Baştarafta açıklandığı gibi HUMK.nun yalnız 11 maddesini değiştiren 1711 sayılı Kanun, davalıların sürat ve güvenlik içinde sonuçlandırılması gereksinmesiyle çıkarılmıştır. (Code) niletiğinde ana kanunlardan olan HUMK.nunda yapılan kısmi değişikliklerde bazı hataların olması kaçınılmazdır. Bu hüküm de böyle bir hata sonucu kanuna girmiştir. Şöyleki : 1711 sayılı Kanunla değiştirilen 11 madde, Adalet Bakanlığı'nda 1984 yılından beri aralıklarla yapılan çalışmaların ürünü olarak ortaya çıkan ve Bakanlar Kurulunun 25.4.1971 tarihli kararı ile Türkiye Büyük Millet Meclisi'ne 28.4.1971 tarihinde sunujlan ve yürürlükteki kanuna göre yepyeni esasları içeren (Hukuk Yargılamaları Usulü Kanun Tasarısı)ndan esinlenerek hazırlanmış ve kısa sürede kanunlaşmıştır. 1711 sayılı Kanunla değiştirilen 409. madde, bu tasarının 384. maddesinden bazı süre değişiklikleriyle aynen alınmıştır ve maddenin 2. fıkrası hükmü, Tasarının (Temyiz sonuçlarının taraflara bildirilmesi) kenar başlıklı 459. maddesinde yer alan, (Yargıtay'ca hükmün onanmasına veya bozulmasına karar verilerek dosya mahkemesine geri çevrilince, mahkeme başkatibi, temyiz sonucunun, onbeş gün içinde taraflara kendiliğinden bildirir. Şu kadar ki, Yargıtay kararı taraflarca tebliğe çıkarılmış ise bildirme yapılmaz. Bildirmenin tebliğ gideri temyiz dilekçesiyle birlikte, temyiz isteğinde bulunan taraftan peşin olarak alınır. Bu gider de temyiz için gerekli giderlerden olup ödenmemesi halinde 452. madde hükmü uygulanır.

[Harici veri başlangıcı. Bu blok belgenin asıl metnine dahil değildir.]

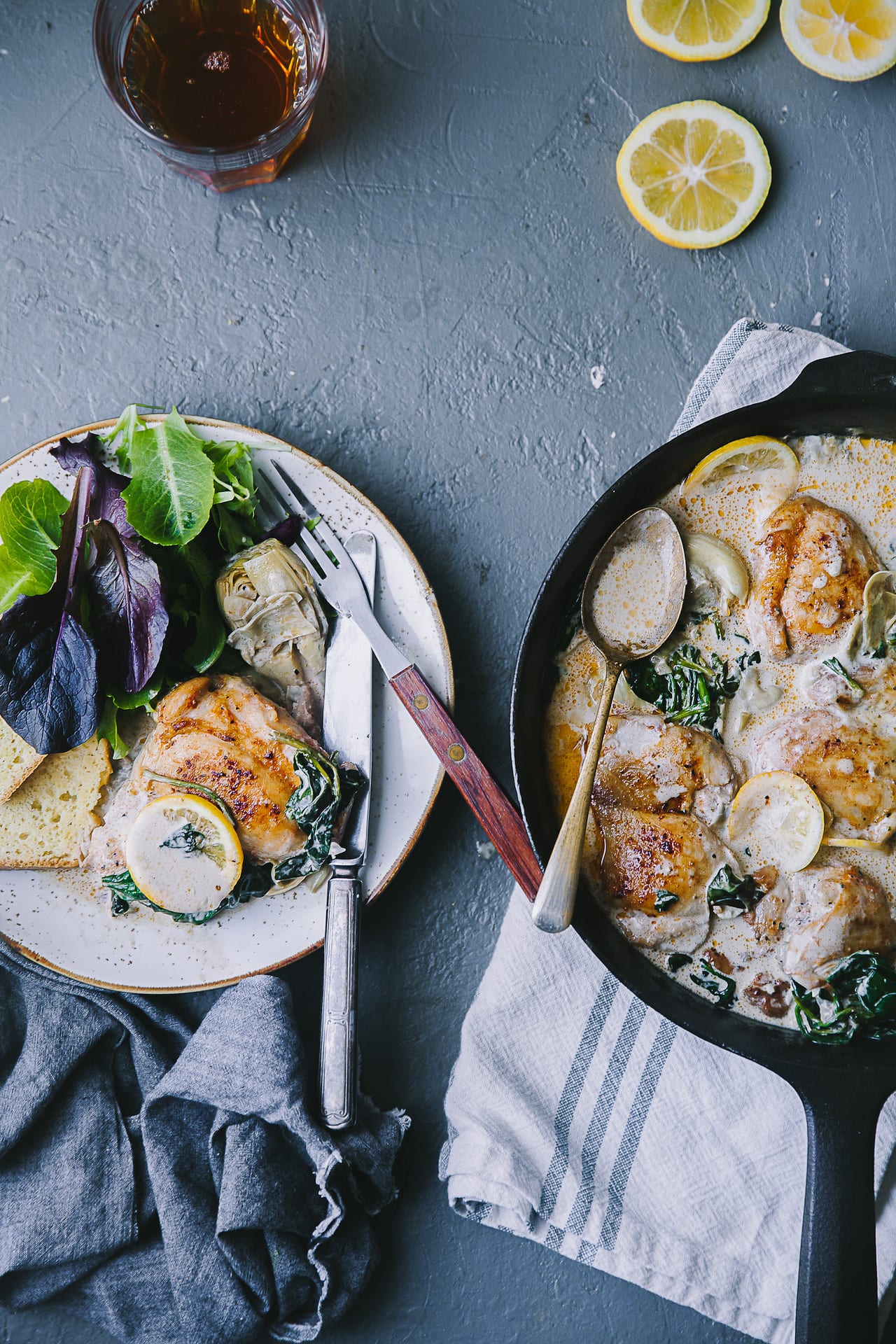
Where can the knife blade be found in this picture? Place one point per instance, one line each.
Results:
(348, 726)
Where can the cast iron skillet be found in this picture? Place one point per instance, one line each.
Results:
(843, 1088)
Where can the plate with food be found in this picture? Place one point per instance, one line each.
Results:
(168, 806)
(739, 872)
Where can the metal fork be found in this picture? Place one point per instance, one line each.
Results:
(281, 496)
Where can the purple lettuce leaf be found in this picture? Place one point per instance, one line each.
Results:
(49, 685)
(127, 608)
(106, 500)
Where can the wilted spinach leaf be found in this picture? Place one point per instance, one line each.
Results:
(324, 790)
(254, 881)
(187, 838)
(684, 686)
(727, 890)
(49, 687)
(715, 983)
(859, 999)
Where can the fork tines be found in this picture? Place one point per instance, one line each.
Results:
(280, 491)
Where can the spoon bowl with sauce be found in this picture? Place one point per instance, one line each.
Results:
(630, 605)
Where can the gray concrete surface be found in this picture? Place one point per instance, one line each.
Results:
(419, 302)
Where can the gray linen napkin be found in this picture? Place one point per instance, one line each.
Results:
(174, 1186)
(584, 1121)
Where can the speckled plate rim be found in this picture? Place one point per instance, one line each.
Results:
(101, 426)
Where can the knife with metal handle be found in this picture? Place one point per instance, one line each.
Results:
(348, 717)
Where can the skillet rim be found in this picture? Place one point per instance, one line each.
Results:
(850, 393)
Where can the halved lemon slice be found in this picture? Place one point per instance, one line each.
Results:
(778, 819)
(695, 174)
(767, 458)
(841, 39)
(184, 854)
(713, 558)
(697, 30)
(856, 843)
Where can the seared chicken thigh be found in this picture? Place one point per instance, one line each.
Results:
(834, 910)
(852, 771)
(812, 569)
(222, 733)
(647, 854)
(663, 766)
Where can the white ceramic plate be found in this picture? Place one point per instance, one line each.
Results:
(62, 918)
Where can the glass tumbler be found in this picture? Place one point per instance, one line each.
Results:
(222, 168)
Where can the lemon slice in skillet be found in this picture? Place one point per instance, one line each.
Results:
(695, 175)
(856, 843)
(841, 39)
(746, 457)
(697, 30)
(780, 819)
(184, 854)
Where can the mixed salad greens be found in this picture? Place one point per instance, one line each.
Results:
(109, 600)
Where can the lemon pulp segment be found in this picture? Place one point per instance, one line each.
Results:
(695, 175)
(697, 30)
(780, 819)
(841, 39)
(184, 854)
(746, 456)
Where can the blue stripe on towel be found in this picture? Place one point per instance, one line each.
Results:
(732, 343)
(633, 1130)
(602, 1110)
(573, 1092)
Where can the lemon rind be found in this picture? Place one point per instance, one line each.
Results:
(692, 55)
(827, 66)
(697, 239)
(699, 477)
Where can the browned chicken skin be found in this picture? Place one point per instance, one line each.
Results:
(852, 771)
(219, 732)
(663, 766)
(645, 854)
(812, 569)
(834, 910)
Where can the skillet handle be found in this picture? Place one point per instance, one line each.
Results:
(859, 374)
(837, 1288)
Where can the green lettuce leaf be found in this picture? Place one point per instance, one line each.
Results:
(30, 526)
(172, 486)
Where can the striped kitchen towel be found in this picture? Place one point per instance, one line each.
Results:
(582, 1120)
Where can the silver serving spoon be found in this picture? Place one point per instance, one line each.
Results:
(630, 605)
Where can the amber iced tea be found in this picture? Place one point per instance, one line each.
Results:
(223, 90)
(214, 73)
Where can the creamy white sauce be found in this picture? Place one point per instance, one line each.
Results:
(858, 476)
(630, 601)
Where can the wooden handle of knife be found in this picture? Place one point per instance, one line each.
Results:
(498, 816)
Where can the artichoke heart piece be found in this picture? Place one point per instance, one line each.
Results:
(279, 625)
(874, 631)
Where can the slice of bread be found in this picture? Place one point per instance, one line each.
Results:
(16, 761)
(49, 819)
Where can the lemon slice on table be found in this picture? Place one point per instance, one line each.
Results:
(695, 175)
(697, 30)
(841, 39)
(747, 457)
(184, 854)
(780, 819)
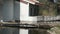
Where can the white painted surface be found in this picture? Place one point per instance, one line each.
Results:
(23, 31)
(8, 10)
(16, 10)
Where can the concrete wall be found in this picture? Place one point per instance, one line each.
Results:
(8, 9)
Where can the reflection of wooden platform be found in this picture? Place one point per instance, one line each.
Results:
(42, 25)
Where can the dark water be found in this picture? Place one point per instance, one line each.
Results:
(8, 30)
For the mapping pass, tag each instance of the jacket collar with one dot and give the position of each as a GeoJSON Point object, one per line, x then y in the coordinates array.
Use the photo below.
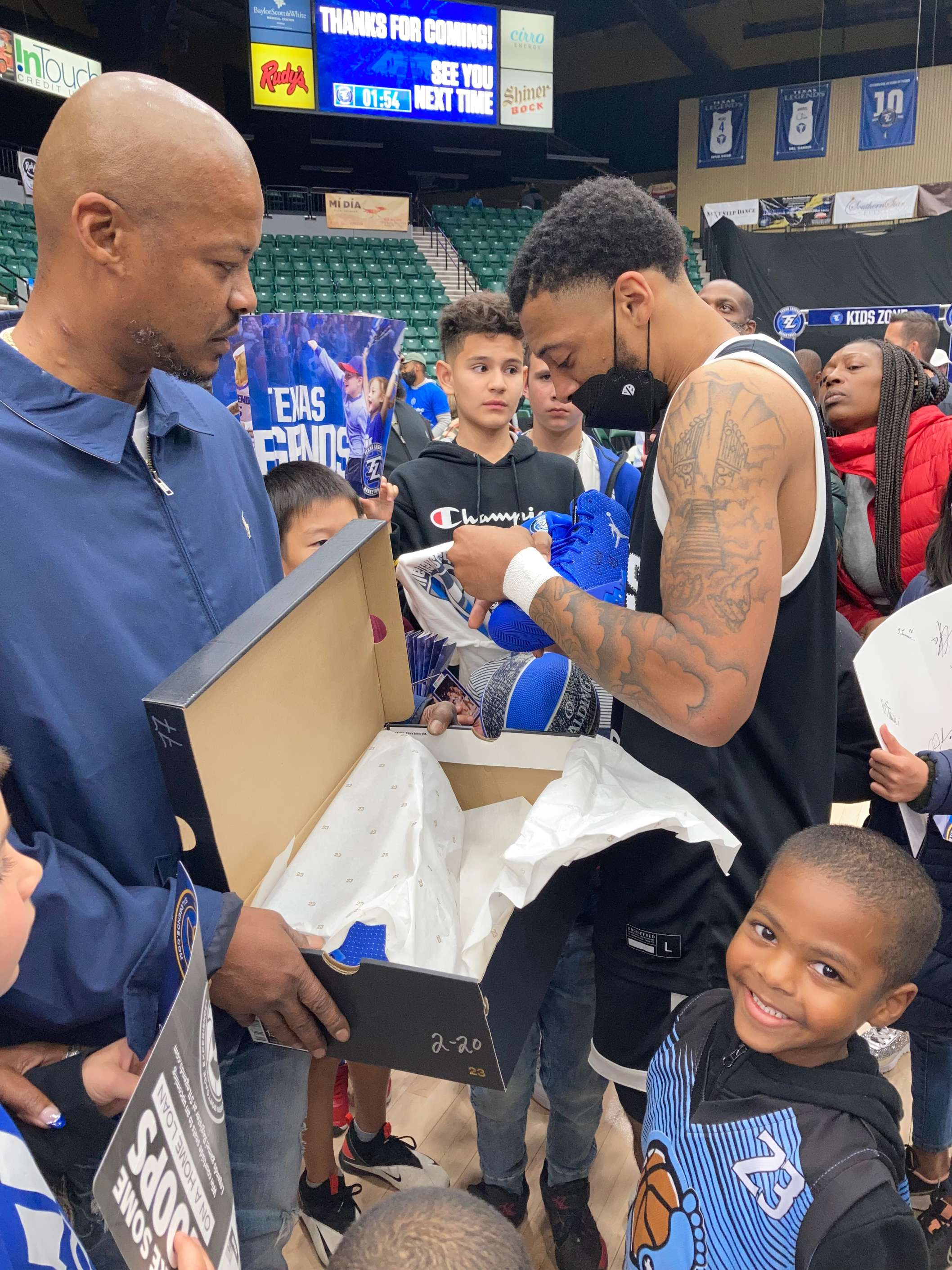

Karar düzeltmesine tabi olmayan davalarda, hükmün Yargıtay'ca bozulması üzerine birinci fıkra gereğince yapılan bildirmenin tebliği tarihinden bir ay içinde, taraflar mahkemeye başvurup oturum gününü usulen tesbit ettirmedikleri takdirde, 384. madde hükmü uygulanır) hükmü ile uygulama olanağına kavuşturulmuştur.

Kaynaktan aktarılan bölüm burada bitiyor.